Kyoto daikan was a post of an officer which was set up in Kyoto in the Edo period under the control of Kyoto shoshidai (the chief administrator of the imperial capital and of imperial lands), mainly administering the finance of the Edo bakufu and the Imperial court in Kinai (the five kuni in the immediate vicinity of Kyoto), such as administrating tenryo (bakufu-owned land), fief of the imperial family, and fief of the nobilities. It was called Kyoto gundai in the beginning.

In 1635, Toyonao GOMI was appointed as daikan bugyo (magistrate) in Kyoto and set up an encampment called Kyoto gundai in the west side of the Nijo-jo Castle, which is allegedly the origin of the Kyoto daikan. At the outset, it dealt with lawsuits in the Kinai together with Fushimi bugyo and had jurisdiction over Kyoto city with the shoshidai, eventually the job became busy.

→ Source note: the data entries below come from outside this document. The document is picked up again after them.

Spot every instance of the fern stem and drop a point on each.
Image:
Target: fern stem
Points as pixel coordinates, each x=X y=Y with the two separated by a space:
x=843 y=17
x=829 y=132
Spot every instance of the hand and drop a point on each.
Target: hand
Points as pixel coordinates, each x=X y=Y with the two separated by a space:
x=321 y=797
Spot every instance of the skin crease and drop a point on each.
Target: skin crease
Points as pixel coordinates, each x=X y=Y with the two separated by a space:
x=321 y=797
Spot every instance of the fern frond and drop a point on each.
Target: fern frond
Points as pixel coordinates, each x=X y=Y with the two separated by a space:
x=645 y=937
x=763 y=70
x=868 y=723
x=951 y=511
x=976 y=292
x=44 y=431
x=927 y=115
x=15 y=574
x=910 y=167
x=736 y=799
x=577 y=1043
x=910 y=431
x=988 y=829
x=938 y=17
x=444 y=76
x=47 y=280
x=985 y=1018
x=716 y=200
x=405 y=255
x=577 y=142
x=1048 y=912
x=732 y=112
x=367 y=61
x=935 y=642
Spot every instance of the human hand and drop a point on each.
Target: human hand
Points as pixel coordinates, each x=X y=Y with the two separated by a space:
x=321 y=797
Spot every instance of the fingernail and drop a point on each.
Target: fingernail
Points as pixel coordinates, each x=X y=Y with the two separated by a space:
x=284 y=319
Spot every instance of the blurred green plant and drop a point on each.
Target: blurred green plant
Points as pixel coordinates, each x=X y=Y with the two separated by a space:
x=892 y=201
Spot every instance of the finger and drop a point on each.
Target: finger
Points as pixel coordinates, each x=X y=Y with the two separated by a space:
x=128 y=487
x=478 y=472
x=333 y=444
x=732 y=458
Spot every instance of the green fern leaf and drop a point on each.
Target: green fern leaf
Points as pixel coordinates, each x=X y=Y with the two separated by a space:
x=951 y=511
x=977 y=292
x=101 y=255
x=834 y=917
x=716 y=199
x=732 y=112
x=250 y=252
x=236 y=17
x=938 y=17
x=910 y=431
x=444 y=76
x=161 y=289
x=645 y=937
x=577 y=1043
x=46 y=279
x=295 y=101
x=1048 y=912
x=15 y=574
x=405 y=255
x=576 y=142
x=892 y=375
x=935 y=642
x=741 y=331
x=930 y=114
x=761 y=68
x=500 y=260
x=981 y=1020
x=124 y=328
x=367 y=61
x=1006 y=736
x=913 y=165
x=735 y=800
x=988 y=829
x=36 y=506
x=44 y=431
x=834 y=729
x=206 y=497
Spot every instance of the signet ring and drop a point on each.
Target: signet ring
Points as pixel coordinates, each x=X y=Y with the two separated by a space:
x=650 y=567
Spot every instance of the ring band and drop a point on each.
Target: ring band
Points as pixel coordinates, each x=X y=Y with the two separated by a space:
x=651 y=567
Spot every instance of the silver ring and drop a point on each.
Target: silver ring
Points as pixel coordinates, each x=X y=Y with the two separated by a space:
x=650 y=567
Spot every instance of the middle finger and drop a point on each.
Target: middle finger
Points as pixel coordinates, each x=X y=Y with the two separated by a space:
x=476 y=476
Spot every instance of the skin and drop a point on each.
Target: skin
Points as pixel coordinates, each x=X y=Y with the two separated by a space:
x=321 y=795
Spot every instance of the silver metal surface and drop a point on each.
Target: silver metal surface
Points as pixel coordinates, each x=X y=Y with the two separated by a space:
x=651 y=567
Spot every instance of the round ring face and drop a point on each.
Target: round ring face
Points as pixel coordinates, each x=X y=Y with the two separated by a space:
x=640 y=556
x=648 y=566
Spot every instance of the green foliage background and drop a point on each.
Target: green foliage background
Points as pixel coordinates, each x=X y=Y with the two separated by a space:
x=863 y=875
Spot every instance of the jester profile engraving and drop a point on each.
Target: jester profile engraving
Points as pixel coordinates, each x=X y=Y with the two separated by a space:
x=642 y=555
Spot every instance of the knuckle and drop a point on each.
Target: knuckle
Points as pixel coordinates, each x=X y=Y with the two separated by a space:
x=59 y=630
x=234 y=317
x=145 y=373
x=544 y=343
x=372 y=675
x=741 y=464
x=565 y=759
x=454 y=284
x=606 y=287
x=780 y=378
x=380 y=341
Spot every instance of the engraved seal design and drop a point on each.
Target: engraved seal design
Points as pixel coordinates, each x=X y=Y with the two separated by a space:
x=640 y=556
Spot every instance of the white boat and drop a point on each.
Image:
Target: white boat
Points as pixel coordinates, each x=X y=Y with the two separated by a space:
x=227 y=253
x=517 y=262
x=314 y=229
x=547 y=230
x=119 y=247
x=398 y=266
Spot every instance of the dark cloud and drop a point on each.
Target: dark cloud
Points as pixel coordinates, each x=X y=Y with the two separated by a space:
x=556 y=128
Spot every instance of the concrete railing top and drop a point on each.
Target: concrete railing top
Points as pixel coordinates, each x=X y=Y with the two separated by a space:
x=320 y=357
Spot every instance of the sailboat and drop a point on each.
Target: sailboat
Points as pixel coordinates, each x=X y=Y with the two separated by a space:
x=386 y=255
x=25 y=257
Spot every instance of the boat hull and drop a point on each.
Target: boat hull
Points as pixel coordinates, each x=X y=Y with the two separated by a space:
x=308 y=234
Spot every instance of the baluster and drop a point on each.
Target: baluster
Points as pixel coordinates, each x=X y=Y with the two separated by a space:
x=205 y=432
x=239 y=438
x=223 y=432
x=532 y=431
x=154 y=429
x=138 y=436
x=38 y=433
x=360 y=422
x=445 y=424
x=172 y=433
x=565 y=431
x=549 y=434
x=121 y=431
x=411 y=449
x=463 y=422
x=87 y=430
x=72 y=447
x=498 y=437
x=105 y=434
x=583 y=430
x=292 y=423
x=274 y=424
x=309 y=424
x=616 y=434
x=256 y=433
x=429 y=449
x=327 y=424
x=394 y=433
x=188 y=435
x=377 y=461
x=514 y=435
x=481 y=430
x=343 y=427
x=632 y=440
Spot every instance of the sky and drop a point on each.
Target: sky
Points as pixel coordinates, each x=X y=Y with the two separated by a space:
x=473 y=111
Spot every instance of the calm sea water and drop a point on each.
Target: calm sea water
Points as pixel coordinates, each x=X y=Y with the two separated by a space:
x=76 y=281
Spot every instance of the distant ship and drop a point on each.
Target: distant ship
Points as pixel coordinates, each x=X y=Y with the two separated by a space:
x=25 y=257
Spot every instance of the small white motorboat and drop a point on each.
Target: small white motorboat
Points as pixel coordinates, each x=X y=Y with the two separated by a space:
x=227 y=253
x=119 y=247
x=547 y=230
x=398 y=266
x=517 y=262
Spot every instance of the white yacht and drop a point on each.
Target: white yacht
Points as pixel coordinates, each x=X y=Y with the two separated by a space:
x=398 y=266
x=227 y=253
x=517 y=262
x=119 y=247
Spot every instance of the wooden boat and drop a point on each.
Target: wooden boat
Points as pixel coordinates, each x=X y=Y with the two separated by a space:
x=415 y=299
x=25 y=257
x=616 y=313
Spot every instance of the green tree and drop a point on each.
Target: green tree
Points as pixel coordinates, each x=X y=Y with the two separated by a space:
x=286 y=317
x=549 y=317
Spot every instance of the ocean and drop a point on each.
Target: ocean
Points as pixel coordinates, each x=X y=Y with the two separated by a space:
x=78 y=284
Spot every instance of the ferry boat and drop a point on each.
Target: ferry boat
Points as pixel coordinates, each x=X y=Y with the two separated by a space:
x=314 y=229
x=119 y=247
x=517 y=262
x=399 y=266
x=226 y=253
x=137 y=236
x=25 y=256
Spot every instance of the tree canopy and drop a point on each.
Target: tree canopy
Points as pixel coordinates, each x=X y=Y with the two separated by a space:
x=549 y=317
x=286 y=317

For this reason, duties of the daikan bugyo were divided between Toyomune GOMI, who was a son of Toyonao and succeeded his father's duty after his death, and Masasada KOIDE who had been in the post of Fushimi bugyo in 1660, and Toyomune GOMI took over the daikan's duty. This is allegedly how Kyoto daikan launched, although there has been another view that it started in 1664 when Shigetatsu SUZUKI, who had succeeded Toyomune GOMI, was appointed as the daikan. Four years later, duties including that of shoshidai were reorganized, thus the Kyoto machibugyo was inaugurated as a new system. The position was succeeded by Toyomune GOMI again, however, after his death in 1680, it was succeeded by Masanori KOBORI, and since then by the Kobori clan hereditarily.

When Masanori was in the position, a fief of 600 koku and a 1000 hyo executive allowance, and status of Tsutsuji no mazume were set for the Kyoto daikan. As it administered the duties of Nijo-jo Castle and the Court, it had many subordinates numbering about 20 to 30 normally and 60 or more at the most.

Its position and duties are:
administration of the Court fief, court nobles, and deputies to collect tax, and so on,

maintenance and repair of Nijo-jo Castle,

provision of executive allowance for temples and shrines in Kyoto,

administration of important points in river traffic in Yamashiro Province at Katsura, Kizucho, Uji City, Kamo, and Yodo, and

administration of the tenryo in Yamashiro, Settsu, Kawachi, and Tanba Provinces. Also, as a result of negotiation with the Osaka machibugyo about management, it held an additional post of Osaka funate kaku (a class of profession in Osaka whose role was to be in charge of chartered ship management and maritime inspections) for a period.